Verstappen abandonne en Chine : Red Bull au cœur de la tourmente
Le Grand Prix de Chine 2026 restera gravé comme l’un des week-ends les plus sombres de l’ère Red Bull. Max Verstappen, quadruple champion du monde, a été contraint à l’abandon au 46ᵉ tour de la course, rappelé aux stands après une perte de puissance soudaine sur sa RB22. Un épilogue cruel pour un week-end qui n’avait cessé de s’enliser dans le cauchemar depuis le vendredi.
Au moment de son abandon, le Néerlandais occupait la sixième place, devancé par les deux Mercedes, les deux Ferrari et Oliver Bearman. Une position honorable au regard des performances désastreuses de la semaine, mais qui ne reflétait en rien l’ampleur des difficultés rencontrées tout au long du week-end à Shanghai.
Une perte de puissance fatale
C’est une instruction radio sans appel qui a scellé le sort de Verstappen : retour immédiat aux stands en raison d’une perte de puissance du moteur Red Bull Ford Powertrains. Le champion du monde a lui-même établi un parallèle avec les déboires de son ancien coéquipier : « Je n’avais plus aucune puissance, probablement un problème similaire à celui qu’avait connu Liam [Lawson] à Melbourne. Mais même après cela, j’avais pu remonter légèrement, bien que l’équilibre fût désastreux et la dégradation des pneus bien plus marquée que chez mes rivaux. »
Cette défaillance prend une dimension particulière dans le contexte des nouvelles réglementations 2026. L’abandon du MGU-H impose désormais au turbo de s’appuyer exclusivement sur les gaz d’échappement pour atteindre son régime optimal, ce qui nécessite de maintenir le moteur à haut régime avant le départ. Une mécanique complexe, encore perfectible, qui avait déjà causé des soucis similaires à Melbourne.

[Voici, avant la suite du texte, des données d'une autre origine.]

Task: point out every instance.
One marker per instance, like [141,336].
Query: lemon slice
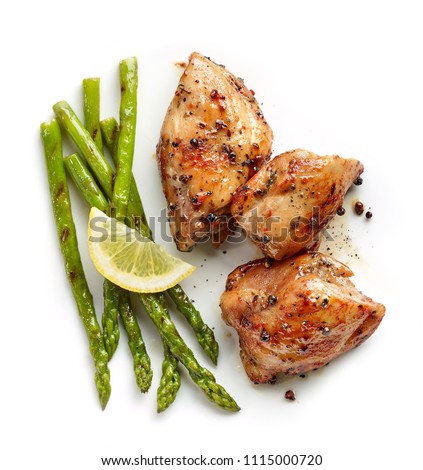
[133,262]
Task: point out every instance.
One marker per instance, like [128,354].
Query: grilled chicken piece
[286,205]
[296,315]
[213,139]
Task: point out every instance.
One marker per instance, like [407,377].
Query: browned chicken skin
[296,315]
[286,205]
[213,139]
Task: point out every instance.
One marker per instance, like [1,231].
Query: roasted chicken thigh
[296,315]
[213,139]
[285,206]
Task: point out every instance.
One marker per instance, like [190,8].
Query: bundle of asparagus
[116,193]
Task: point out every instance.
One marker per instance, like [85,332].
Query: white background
[333,77]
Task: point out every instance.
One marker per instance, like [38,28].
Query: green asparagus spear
[128,69]
[153,304]
[91,92]
[204,333]
[170,380]
[110,131]
[95,159]
[167,329]
[111,292]
[85,182]
[109,319]
[200,375]
[142,365]
[51,137]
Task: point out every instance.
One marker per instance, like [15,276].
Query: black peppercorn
[272,299]
[359,207]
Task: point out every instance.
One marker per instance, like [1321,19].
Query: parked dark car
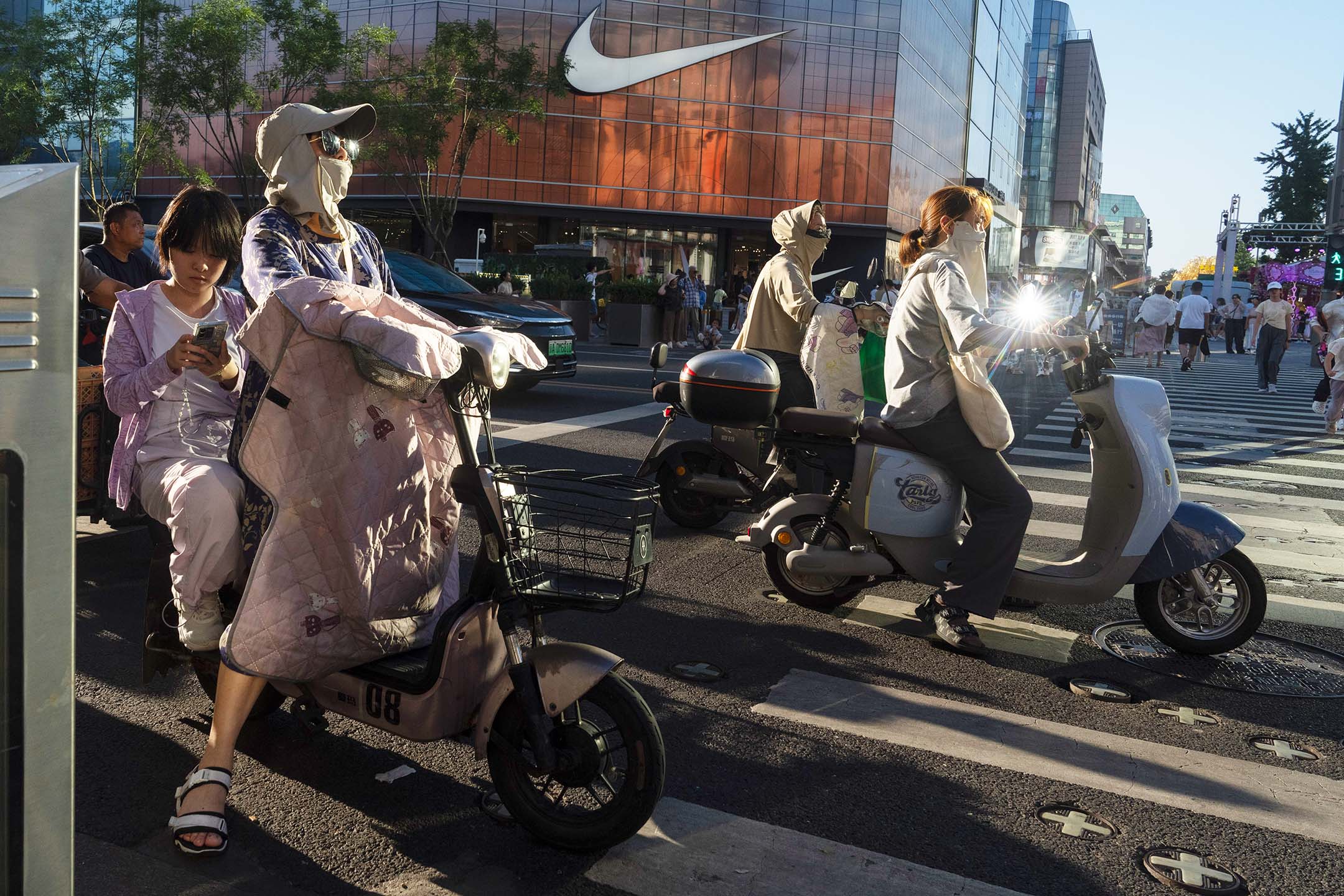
[442,292]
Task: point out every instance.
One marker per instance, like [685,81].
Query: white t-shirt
[195,416]
[1337,348]
[1274,314]
[1191,310]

Un week-end cauchemardesque pour Red Bull
L’abandon en course n’est que l’aboutissement d’une semaine désastreuse à Shanghai. Dès le vendredi, Verstappen avait qualifié la journée de « désastre total » sur les ondes de son équipe. Le samedi, après une course sprint avortée dès le premier virage – chutant presque en dernière position à la suite d’un départ raté –, son ton s’était fait encore plus acerbe.
« La voiture est tout bonnement ingérable. Je n’arrive même pas à trouver le moindre repère », avait-il lâché après les qualifications. En Q3, il avait terminé huitième, à 1,8 seconde du poleman, un écart abyssal pour un quadruple champion du monde. La RB22 semblait incapable de s’adapter à la fenêtre de performance requise sur le circuit de Shanghai, pourtant radicalement différent de celui de Melbourne.
Une théorie technique suggère que le moteur Red Bull Ford Powertrains excelle dans la récupération d’énergie sur des tracés où les opportunités de recharge sont limitées, comme à Melbourne. En revanche, à Shanghai, avec sa longue ligne droite de 1,2 kilomètre et ses nombreuses zones de déploiement, le déficit global de puissance devient criant.